Post-fire vegetation recovery mapping using multi-temporal Sentinel-2A imagery in Chios island, Greece


Chrysafis I, Christopoulou A, Kazanis D, Farangitakis G-P, Mallinis G, Mitsopoulos I, Arianoutsou M, Vassilakis E, Antoniou V, Theofanous N, et al. Post-fire vegetation recovery mapping using multi-temporal Sentinel-2A imagery in Chios island, Greece. EGU 2018-7452 [Internet]. 2018.


Remote sensing techniques offer the opportunity to study fire effects and vegetation recovery dynamics across large areas, providing essential information for effective management strategies development over fire-prone landscapes. Chios, the fifth largest of the Greek islands, has experienced recurring forest fires during the recent years, resulting to significant risk of environmental degradation. During the summer of 2016, the island experienced two severe wildfires, with the biggest one recorded in the southern part of the island. The affected area was mostly covered by maquis and phrygana (formations of low shrubs) (40.9%), while pine forests (Pinus brutia) represented 15.5% of the burned area.

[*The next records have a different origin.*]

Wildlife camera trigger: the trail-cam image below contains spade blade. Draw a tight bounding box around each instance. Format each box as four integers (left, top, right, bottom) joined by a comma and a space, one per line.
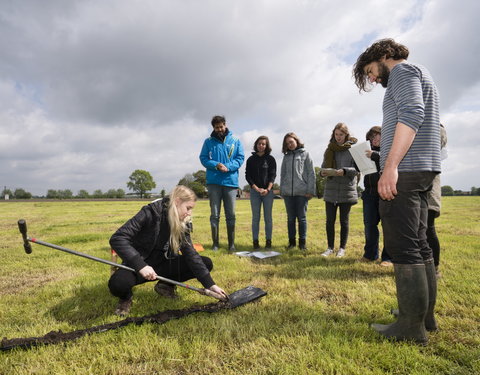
225, 285, 267, 309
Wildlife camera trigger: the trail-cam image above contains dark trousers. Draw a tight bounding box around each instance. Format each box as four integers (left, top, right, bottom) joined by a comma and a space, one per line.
325, 202, 352, 249
379, 172, 436, 264
108, 255, 213, 299
283, 195, 308, 240
427, 210, 440, 267
362, 190, 391, 261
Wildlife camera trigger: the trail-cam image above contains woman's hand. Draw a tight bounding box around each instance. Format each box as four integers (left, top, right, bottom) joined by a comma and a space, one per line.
209, 285, 228, 301
138, 266, 157, 281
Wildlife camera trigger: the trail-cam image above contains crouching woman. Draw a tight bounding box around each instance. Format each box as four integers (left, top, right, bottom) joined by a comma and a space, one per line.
108, 185, 227, 316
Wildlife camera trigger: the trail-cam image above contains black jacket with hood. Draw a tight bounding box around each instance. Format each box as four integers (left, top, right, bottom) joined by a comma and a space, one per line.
110, 197, 215, 288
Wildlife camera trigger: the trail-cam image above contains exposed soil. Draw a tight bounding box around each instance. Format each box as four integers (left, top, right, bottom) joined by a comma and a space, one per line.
0, 286, 267, 351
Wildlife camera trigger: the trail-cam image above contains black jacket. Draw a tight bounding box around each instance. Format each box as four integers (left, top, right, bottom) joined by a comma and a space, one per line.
245, 152, 277, 189
110, 197, 215, 288
363, 147, 380, 195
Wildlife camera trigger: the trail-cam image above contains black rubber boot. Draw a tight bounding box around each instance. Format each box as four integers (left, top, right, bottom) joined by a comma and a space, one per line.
287, 238, 297, 250
390, 259, 438, 332
372, 263, 428, 345
211, 226, 219, 251
424, 258, 438, 332
227, 225, 237, 252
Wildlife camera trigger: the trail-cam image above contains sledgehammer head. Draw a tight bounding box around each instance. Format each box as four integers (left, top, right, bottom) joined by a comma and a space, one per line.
18, 219, 32, 254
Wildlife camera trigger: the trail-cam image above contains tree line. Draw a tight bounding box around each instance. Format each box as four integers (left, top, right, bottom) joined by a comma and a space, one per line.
2, 167, 480, 199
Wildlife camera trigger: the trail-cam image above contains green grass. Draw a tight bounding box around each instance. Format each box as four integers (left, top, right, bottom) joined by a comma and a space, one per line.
0, 197, 480, 375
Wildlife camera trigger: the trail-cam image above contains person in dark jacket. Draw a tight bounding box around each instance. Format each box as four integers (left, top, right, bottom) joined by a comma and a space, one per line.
199, 116, 245, 252
360, 126, 393, 267
108, 185, 227, 316
320, 122, 358, 258
245, 135, 277, 249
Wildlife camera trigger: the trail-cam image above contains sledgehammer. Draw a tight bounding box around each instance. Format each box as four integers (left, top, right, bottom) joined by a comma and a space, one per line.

The aim of this study was to estimate and analyze the state of post-fire vegetation recovery in the island of Chios following major fire events occurred during the summer of 2016. A post-fire 8-band WorldView-2 image was used for burned area mapping by employing a geographic object-based classification approach, followed by field campaign for assessing post fire vegetation recovery, which was conducted during summer 2017 by establishing reference plots in the main pre-fire vegetation types (maquis, shrublands and pine forest areas) within the fire-affected area.

A series of single and multi-temporal spectral indices including Normalized Burn Ratio, Normalized Difference Vegetation Index, Enhanced Vegetation Index and Soil Adjusted Vegetation Index, were derived from multi-temporal Sentinel-2 images. A random forest modelling procedure was performed for estimating post fire vegetation recovery within the burned area, as well as the areas of high risk erosion.

We identified dNDVI, EVI and the second red edge band of Sentinel-2 as the most important spectral variables for predicting vegetation recovery within pre-fire areas. In the case of pre-fire areas with maquis, post-fire NBR, EVI and NDVI were selected as best predictors. Finally, the results revealed that vegetation recovery is more pronounced within the pre-fire pine forest areas, while topographic and geological sub-strata factors were also found significant in defining post-fire vegetation recovery.